I was dying to eat or drink something hot. But I was so astonished by what I saw — these kind, open faces, the smell of food cooked with love — that the tears started pouring down my face. I felt ashamed and guilty at the thought that I was here, safe, enjoying warmth and care, while there, in my homeland, thousands of people were suffering with no food or water, hiding for weeks in their basements with children and disabled people, and dying. I won’t find peace here.”
‘This war started in 2014, not on February 24’
Every evening, Viktoria tells her children Ukrainian folktales full of names of cities they’ve never been to: Kyiv, Luhansk, Irpin, Starobilsk. The children like the stories; they ask her to repeat them over and over again.
“I sometimes cry when I’m telling them,” said Viktoria. Staying in touch with her friends who are still in Ukraine helps her cope with her despair. “It’s easy with them — we understand each other,” she said. “We don’t have to explain to one another that the war began in 2014, not on February 24. We all know that.”
To distract herself from constantly reading the news, she tries to help the refugees who have recently come to France. She said that Europeans “don’t really understand the situation, but they do help.”
Viktoria and some other expats from Ukraine are planning to start a project aimed at preserving Ukrainian culture and language; they want to create a way for refugee children to study the Ukrainian school curriculum in France. They said it’s important to work to create a world without hate.
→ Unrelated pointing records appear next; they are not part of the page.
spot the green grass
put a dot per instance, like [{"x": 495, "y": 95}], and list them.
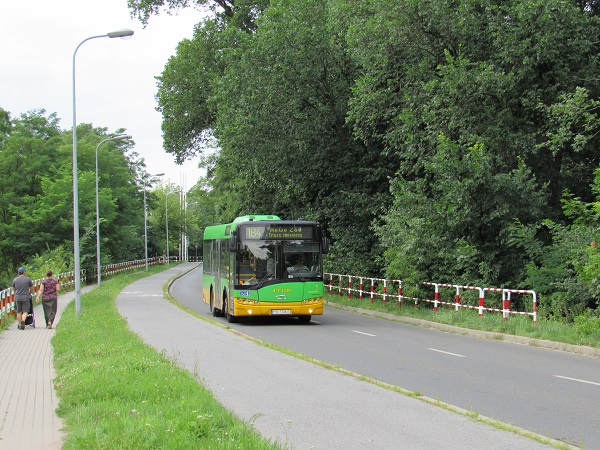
[
  {"x": 551, "y": 330},
  {"x": 117, "y": 392}
]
“A lot of people in Europe right now are saying that Russians need to protest. I don’t know what ordinary people in Russia can change right now,” she said. “If I were there, as the mother of two children, I’d be afraid to go to protests. And I can’t blame other people for being scared. If I knew I had to return to Russia, I’d probably be afraid to talk to you. But I know that as a Ukrainian passport holder, I’m never going back there.”